A young man was called to the stand earlier this week to testify that in 1998, at a pool party at Jose Canseco’s house, he saw Roger Clemens. While seemingly insignificant, the issue involves one of the false statements prosecutors claim Clemens made during his 2008 congressional testimony.
Prosecutors this week asked 25-year-old Alexander Lowrey who he was standing next to in photos taken at the party when Lowrey was only 11. Lowrey said he recalled the evening and that it was Clemens, whose hair was died bleach-blond at the time.
Back in the late 1990s Clemens and Canseco were teammates on the Toronto Blue Jays.
Lowrey told the court that he was invited to the party by a handyman who worked for his family’s business as well as Canseco. Lowrey admitted to being star struck at the time, saying that he played baseball as a child and that he looked up to Clemens as “one of the best pitchers in the game.”
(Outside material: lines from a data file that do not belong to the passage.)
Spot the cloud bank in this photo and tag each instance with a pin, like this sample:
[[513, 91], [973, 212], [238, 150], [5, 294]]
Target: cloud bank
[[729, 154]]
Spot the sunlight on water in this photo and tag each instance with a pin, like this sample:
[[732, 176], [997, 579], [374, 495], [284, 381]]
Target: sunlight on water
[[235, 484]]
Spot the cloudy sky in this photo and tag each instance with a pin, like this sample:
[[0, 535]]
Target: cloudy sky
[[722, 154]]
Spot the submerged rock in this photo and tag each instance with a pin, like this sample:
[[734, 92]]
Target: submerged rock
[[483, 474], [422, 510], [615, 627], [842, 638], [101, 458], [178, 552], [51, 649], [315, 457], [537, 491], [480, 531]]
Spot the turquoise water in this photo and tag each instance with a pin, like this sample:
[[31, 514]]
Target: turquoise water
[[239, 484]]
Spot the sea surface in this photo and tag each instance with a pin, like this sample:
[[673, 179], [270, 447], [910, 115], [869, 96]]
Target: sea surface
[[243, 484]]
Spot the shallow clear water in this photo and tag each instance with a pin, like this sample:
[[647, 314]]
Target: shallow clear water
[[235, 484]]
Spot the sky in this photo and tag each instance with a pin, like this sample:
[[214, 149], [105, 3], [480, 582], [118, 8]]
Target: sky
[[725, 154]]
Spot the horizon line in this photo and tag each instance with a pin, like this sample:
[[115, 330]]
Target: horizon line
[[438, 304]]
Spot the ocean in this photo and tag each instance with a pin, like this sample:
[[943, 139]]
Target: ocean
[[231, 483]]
Clemens’ lawyers fought back by playing up possible faulty memory. The defense hammered at the point that Lowrey could easily have a foggy recollection of a party that occurred almost 14 years ago. Lowrey played into their hand on a few occasions by saying that he couldn’t remember some details of events that evening and by saying that he had to estimate the times he came and went from the house. He did emphasize though that he had a clear memory of meeting both Canseco and Clemens.
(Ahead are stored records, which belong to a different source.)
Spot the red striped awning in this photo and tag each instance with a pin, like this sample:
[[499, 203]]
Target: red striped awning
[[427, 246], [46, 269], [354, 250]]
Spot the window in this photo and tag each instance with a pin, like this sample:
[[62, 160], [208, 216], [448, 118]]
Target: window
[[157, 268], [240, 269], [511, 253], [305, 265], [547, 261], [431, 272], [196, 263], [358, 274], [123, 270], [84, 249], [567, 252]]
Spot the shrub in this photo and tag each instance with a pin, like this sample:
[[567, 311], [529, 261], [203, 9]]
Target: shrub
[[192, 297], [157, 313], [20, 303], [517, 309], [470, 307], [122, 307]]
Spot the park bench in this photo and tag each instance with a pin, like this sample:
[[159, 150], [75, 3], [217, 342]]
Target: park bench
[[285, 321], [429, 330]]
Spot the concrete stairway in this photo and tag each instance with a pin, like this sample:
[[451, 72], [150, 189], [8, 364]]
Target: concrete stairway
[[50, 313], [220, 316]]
Brian McNamee, Clemens’ strength and conditioning coach, previously testified that he saw Clemens and Canseco talking to a mysterious third person at the pool party, a person McNamee said he felt had a connection to steroids.. McNamee further claimed that he injected Clemens with HGH between 1998 and 2001. It’s Clemens’ on-the-record denials of these claims that have him in hot water. In his 2008 testimony before a House committee Clemens said, “I never was at the party.” He went on and later said, “I wasn’t here at this — at a party that he had. I could have gone by there after a golf outing. So — but I was not at this party.” Clemens’ lawyers have previously maintained that Clemens was out golfing that day.
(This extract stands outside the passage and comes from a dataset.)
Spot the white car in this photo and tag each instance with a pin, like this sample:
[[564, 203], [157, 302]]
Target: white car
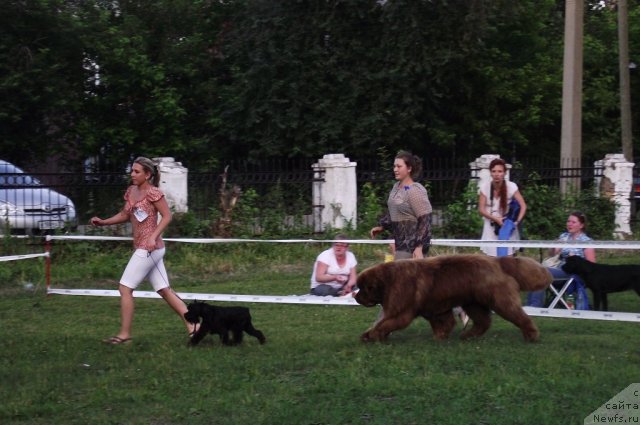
[[26, 206]]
Prosecutors tried to drive the point home by playing jurors a video of Clemens before Congress where he says he might have dropped off at the party his wife or a relative who had golfed with him. “But at the time of the day that I would have expressed it to be, I was on my way to the ballpark. I would have had to have gotten to the ballpark extremely early. I know one thing. I wasn’t there having huddled up with somebody trying to do a drug deal. I know that for sure.”